# What You Need:
→ Wet Ingredients
01 - 1 cup cooked, mashed sweet potato (from about 1 large sweet potato)
02 - 2 large eggs
03 - 1/2 cup vegetable oil or melted butter
04 - 1/2 cup buttermilk or milk
05 - 2/3 cup light brown sugar, packed
06 - 1/4 cup pure maple syrup
07 - 1 tsp vanilla extract
→ Dry Ingredients
08 - 2 cups all-purpose flour
09 - 1 1/2 tsp baking powder
10 - 1/2 tsp baking soda
11 - 1/2 tsp salt
12 - 1 1/2 tsp ground cinnamon
13 - 1/2 tsp ground nutmeg
14 - 1/4 tsp ground ginger
15 - 1/8 tsp ground cloves
→ Add-ins
16 - 1 cup pecan halves or pieces, toasted
17 - 1/3 cup golden raisins or dried cranberries (optional)
# Directions:
01 - Preheat oven to 350°F. Grease and line a 9x5-inch loaf pan with parchment paper.
02 - Pierce sweet potato, roast at 400°F until soft, about 45 minutes. Cool, peel, and mash until smooth.

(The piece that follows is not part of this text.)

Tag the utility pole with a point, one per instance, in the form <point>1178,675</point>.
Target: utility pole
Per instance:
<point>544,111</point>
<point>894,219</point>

03 - In a large bowl, whisk together mashed sweet potato, eggs, oil or melted butter, buttermilk, brown sugar, maple syrup, and vanilla until smooth.
04 - In a separate bowl, whisk flour, baking powder, baking soda, salt, cinnamon, nutmeg, ginger, and cloves.
05 - Add dry ingredients to wet. Stir gently until just combined; do not overmix.
06 - Fold in toasted pecans and optional raisins or cranberries.
07 - Pour batter into prepared loaf pan. Smooth top and optionally sprinkle with extra pecans.
08 - Bake for 50-55 minutes, until a toothpick inserted in the center comes out clean.
09 - Cool in pan for 10 minutes, then transfer to a wire rack to cool completely before slicing.